Security audits. Rossell indicates that companies affected by this regulation will have to assess the vulnerabilities of their products and systems. “Spanish companies will have to carry out a cyber-risk assessment to identify the assets most vulnerable to cyber-attacks,” says the head of Kaspersky.

Establish security measures. It is not enough just to assess the risks, but also to be prepared for them. “Organisations should implement appropriate security measures to mitigate these risks, such as firewalls, intrusion detection systems and anti-virus software,” says Viana.

Design a response plan. “Developing an incident response plan will be crucial to know how to respond in the event of a cyberattack, including steps to contain it and restore affected systems,” notes the Kaspersky representative.

Upgrade and improve products. “They will have to integrate security requirements from the design phase and maintain a continuous process of updating and vulnerability management,” notes the commercial director of S2 Grupo.

Training and capacity building. Prevention is the cornerstone of the retaining wall against cyber risks. Therefore, Rossell points out that companies need to ensure that their teams are well trained in cybersecurity and new regulations.

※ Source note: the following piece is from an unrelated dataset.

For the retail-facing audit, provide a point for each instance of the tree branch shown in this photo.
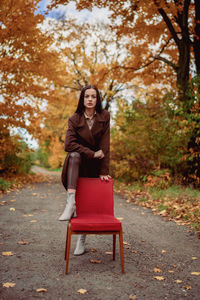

Provide documentation and transparency. Rossell reminds that organisations need to have clear and detailed documentation on risk management and compliance with the law. All risks must be documented.

A controversial law

Although the Cyber Resilience Law is a step forward in terms of security, there is no unanimity when it comes to assessing the new text.

“It has generated mixed opinions among cybersecurity experts. Some praise its comprehensive approach and its potential to improve the EU’s cybersecurity posture, while others criticise it for its complexity and possible negative impact on innovation,” says Viana.

In any case, he believes “it is an important step towards improving cybersecurity in the region”, although he thinks it is too early to assess its success.

Among its positive points, he highlights that the law “addresses multiple aspects of cybersecurity, from the security of digital products to incident management and oversight by authorities”.

Rossell also welcomes the Cyber Resilience Act as it “takes a comprehensive and necessary approach to address today’s cybersecurity challenges”.

“The law responds to the need to protect both consumers and businesses by providing a clear and consistent framework that facilitates compliance and improves transparency in the digital marketplace,” he adds.

Similarly, the head of Kaspersky believes that “by establishing clear and demanding requirements, it provides a solid framework for companies and organisations to strengthen their cyber defences and respond effectively to current and future challenges in the digital sphere”.

In addition, the S2 Group representative emphasises that it “encourages manufacturers to consider security from the earliest stages of design and development, thus promoting a culture of ‘security by design'” which is essential in the modern digital environment”.

Moreover, Rossell believes it responds to the real needs of our society. “The increase in the number and severity of cyber-attacks, as well as the growing dependence on technology, underline the importance of strengthening cybersecurity. The Cyber Resilience Act addresses these needs by promoting security by design, collaboration between public and private actors, and risk awareness,” he stresses.